The site is huge, and you could easily spend an hour wandering around the temple area, the waiting rooms, and the triage areas. There’s a lot of information to help you find your way. I thought it was a bit expensive at 8 euros — especially since there is a look-but-don’t-touch policy for much of the ruins. There’s a bus stop close by, and you buy your tickets at a booth before making the 10-minute uphill walk to the site, so be ready for a stroll!
6. Agios Stefanos
The ruins of Agios Stefanos were once two early Christian basilicas named after Saint Stephen. The site is about a 15-minute walk from Kefalos and close to the Kamari Marina. This popular area is home to the most photographed beach on Kos — a clue as to how beautiful the landscape is. These well-preserved ruins include pillars and intricate mosaics and are a great example of early Christian life on the island. Located right next to the beach, it’s a beautiful spot to relax in and have a swim while appreciating the history of the island.

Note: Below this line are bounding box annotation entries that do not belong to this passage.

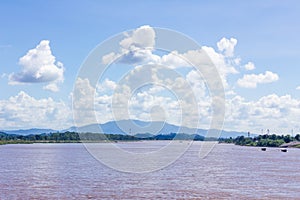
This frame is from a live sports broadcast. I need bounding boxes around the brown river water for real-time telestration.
[0,141,300,200]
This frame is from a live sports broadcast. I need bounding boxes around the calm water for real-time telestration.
[0,141,300,199]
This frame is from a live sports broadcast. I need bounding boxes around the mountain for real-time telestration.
[68,120,247,138]
[1,128,58,135]
[1,120,253,138]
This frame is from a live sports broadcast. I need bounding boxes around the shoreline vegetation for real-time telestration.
[220,134,300,148]
[0,131,300,148]
[0,131,213,145]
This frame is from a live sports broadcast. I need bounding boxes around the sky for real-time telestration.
[0,0,300,134]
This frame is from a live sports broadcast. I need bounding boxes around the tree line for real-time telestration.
[221,134,300,147]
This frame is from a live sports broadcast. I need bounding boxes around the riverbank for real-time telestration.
[220,134,300,148]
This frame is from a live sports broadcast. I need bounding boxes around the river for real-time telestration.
[0,141,300,200]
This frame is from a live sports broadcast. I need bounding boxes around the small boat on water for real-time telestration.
[280,149,287,152]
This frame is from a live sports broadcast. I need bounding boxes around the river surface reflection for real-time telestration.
[0,141,300,199]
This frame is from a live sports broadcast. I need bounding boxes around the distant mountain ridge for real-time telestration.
[1,120,251,138]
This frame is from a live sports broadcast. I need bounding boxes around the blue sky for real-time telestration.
[0,0,300,132]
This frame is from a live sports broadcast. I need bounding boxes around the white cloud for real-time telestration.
[0,91,72,130]
[102,25,159,64]
[43,83,59,92]
[237,71,279,88]
[9,40,64,91]
[217,38,237,57]
[245,62,255,71]
[224,94,300,134]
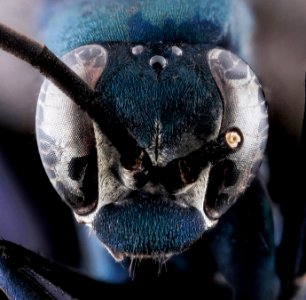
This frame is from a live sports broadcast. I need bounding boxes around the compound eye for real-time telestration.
[36,45,107,214]
[204,48,269,219]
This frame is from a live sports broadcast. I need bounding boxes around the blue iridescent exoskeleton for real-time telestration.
[0,0,273,299]
[37,1,267,259]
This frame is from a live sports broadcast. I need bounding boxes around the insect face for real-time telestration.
[37,43,267,257]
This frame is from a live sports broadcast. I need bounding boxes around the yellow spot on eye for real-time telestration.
[225,130,242,149]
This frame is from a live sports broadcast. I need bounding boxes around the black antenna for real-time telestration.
[0,23,148,168]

The ruins of Agios Stefanos are also something of a hidden gem. There are no signs up or information plaques telling you what this is, so if you didn’t know, you might overlook it. Most people come here for the beach and the water sports, and although the area does get busy, the ruins themselves are less frequented than the beach and the harbor, so you can have them to yourself if you’re lucky.
What To Know Before You Go
Many of these historic sites are in and around Kos Town, but it’s also very easy to travel to the other sites around the island. It only takes about an hour to drive the length of Kos, and the buses are easy and fun to use, though they only run about once an hour. There are plenty of taxis available, too, so wherever you are staying on the island, you can easily visit all of these sites.
Visit Kos outside of the high season — especially avoiding the Hippocratia Festival, Kos’s main national holiday — if you want space and quiet to enjoy the historic sites in peace. Many of the historic sites are ruins and have little or no information available on-site, so be sure to do your research before you get there.